Noi li cediamo inconsapevolmente e per una nostra convenienza, cioè per avvalerci di servizi che ci sono molto utili e ci fanno risparmiare tempo. Molti di questi servizi fornitici dai colossi del web ci appaiono gratuiti ma il prezzo che noi inconsciamente paghiamo è proprio quello di fornire loro una serie di dettagliate informazioni sui nostri gusti, le nostre abitudini, le nostre preferenze.
È come se rispondessimo costantemente a sondaggi nei quali ci viene chiesto ciò che ci piace, ciò che acquistiamo, ciò che consumiamo. Per le strutture commerciali e di marketing delle aziende queste informazioni sono una ricchezza enorme che finisce per incrementare i loro introiti.
E la nostra privacy? Siamo proprio sicuri che essa venga effettivamente preservata da queste invasive attività di profilazione operate nei nostri confronti?
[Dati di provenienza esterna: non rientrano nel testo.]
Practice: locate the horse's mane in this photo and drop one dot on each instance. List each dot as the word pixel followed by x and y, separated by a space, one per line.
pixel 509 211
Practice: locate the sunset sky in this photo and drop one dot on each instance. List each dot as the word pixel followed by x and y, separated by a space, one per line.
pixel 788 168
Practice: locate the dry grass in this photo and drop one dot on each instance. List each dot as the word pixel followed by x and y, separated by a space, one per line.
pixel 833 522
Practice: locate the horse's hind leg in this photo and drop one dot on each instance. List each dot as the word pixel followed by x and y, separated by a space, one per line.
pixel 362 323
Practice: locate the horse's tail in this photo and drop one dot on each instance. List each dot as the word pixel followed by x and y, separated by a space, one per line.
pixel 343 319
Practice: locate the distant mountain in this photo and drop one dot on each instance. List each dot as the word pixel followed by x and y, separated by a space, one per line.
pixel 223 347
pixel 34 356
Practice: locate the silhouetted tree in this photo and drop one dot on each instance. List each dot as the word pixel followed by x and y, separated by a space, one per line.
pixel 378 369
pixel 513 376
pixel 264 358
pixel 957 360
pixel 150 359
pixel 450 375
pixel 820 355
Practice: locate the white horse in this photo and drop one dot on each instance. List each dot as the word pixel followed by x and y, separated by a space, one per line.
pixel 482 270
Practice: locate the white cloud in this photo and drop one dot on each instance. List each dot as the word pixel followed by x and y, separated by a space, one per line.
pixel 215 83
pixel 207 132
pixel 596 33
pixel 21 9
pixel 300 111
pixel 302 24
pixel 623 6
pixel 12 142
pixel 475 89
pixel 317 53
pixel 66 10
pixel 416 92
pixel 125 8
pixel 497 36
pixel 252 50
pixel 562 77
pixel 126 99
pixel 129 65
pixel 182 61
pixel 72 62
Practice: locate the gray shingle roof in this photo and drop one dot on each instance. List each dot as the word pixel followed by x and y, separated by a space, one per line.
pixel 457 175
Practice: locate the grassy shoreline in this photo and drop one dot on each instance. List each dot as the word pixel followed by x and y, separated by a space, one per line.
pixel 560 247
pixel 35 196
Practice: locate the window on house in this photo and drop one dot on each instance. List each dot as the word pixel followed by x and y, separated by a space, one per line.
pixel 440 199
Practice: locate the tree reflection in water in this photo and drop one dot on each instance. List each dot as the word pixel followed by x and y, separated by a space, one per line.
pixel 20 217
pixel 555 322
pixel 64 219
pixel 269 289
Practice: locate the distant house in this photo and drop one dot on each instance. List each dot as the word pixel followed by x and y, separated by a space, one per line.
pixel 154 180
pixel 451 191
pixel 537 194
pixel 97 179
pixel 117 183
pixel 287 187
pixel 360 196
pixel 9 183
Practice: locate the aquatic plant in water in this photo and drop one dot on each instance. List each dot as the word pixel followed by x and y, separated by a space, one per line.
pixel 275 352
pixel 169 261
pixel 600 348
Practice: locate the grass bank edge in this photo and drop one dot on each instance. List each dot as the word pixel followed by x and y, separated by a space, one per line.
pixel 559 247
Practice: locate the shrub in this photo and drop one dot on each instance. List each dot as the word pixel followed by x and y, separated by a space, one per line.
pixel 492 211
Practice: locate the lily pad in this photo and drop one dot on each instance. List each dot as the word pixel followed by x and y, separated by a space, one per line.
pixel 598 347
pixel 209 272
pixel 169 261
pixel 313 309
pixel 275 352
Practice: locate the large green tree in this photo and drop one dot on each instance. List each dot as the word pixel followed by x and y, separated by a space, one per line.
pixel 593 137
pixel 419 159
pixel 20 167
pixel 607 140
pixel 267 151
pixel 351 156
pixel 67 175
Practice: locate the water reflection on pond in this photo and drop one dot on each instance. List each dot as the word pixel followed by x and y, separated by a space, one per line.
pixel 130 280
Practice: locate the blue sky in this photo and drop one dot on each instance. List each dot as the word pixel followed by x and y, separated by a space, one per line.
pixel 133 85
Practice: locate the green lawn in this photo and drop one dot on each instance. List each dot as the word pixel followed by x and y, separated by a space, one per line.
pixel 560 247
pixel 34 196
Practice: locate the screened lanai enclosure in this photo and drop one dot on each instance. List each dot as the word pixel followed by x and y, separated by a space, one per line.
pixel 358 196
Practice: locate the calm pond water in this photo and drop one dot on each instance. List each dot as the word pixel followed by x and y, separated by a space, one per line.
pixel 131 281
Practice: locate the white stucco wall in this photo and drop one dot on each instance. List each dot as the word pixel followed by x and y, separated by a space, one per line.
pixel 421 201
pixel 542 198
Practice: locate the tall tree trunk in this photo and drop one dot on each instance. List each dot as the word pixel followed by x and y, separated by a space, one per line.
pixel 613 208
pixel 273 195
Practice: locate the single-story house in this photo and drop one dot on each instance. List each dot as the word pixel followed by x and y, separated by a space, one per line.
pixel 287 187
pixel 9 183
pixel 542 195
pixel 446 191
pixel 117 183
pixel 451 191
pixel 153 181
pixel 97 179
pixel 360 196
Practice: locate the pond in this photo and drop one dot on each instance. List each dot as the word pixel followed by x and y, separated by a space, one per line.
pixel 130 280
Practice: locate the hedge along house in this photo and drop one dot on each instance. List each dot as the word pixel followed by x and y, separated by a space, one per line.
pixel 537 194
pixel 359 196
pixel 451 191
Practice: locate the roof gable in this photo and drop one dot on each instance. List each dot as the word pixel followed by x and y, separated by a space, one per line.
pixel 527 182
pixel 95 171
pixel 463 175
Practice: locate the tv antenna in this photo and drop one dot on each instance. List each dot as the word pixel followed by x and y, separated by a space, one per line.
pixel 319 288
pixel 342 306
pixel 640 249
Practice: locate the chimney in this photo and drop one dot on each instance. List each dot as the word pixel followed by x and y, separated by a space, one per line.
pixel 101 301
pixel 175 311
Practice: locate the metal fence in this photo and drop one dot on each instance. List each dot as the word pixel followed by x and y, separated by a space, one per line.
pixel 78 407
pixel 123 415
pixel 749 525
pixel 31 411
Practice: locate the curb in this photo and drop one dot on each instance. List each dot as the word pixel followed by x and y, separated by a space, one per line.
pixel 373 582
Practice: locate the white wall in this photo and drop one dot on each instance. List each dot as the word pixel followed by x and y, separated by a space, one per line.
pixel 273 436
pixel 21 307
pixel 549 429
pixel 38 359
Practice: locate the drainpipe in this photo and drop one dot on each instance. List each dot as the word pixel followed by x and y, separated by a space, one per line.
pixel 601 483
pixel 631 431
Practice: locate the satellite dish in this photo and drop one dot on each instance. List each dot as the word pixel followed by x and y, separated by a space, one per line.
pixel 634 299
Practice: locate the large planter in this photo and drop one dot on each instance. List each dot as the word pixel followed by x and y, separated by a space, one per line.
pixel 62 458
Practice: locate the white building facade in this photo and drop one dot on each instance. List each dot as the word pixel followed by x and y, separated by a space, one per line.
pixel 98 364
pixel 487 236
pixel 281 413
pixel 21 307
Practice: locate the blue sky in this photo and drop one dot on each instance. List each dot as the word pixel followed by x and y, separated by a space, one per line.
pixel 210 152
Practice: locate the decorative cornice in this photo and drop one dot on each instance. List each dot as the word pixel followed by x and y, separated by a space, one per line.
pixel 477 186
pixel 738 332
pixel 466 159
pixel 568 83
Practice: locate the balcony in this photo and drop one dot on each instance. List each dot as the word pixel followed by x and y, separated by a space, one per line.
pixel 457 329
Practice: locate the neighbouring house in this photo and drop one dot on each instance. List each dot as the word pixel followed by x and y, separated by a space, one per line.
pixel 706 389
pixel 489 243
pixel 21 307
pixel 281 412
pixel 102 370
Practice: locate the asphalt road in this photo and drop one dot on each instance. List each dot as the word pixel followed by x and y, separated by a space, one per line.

E le norme antitrust vengono applicate nell’ambito dei big data o tali giganti della Rete finiscono per diventare veri e propri monopolisti nella gestione dati?
Urgono risposte per gli utenti-consumatori, che dovrebbero in verità iniziare a valorizzare questo loro enorme patrimonio consistente nelle informazioni che cedono continuamente, spontaneamente e gratuitamente a chi le monetizza.
Per questo l’indagine conoscitiva condotta congiuntamente da Agcom, Autorità Garante della privacy e Autorità antitrust, che ha già prodotto alcune linee guida nell’attesa di offrire un documento ampio e dettagliato su abusi e possibili correttivi, appare un’iniziativa meritoria e preziosissima.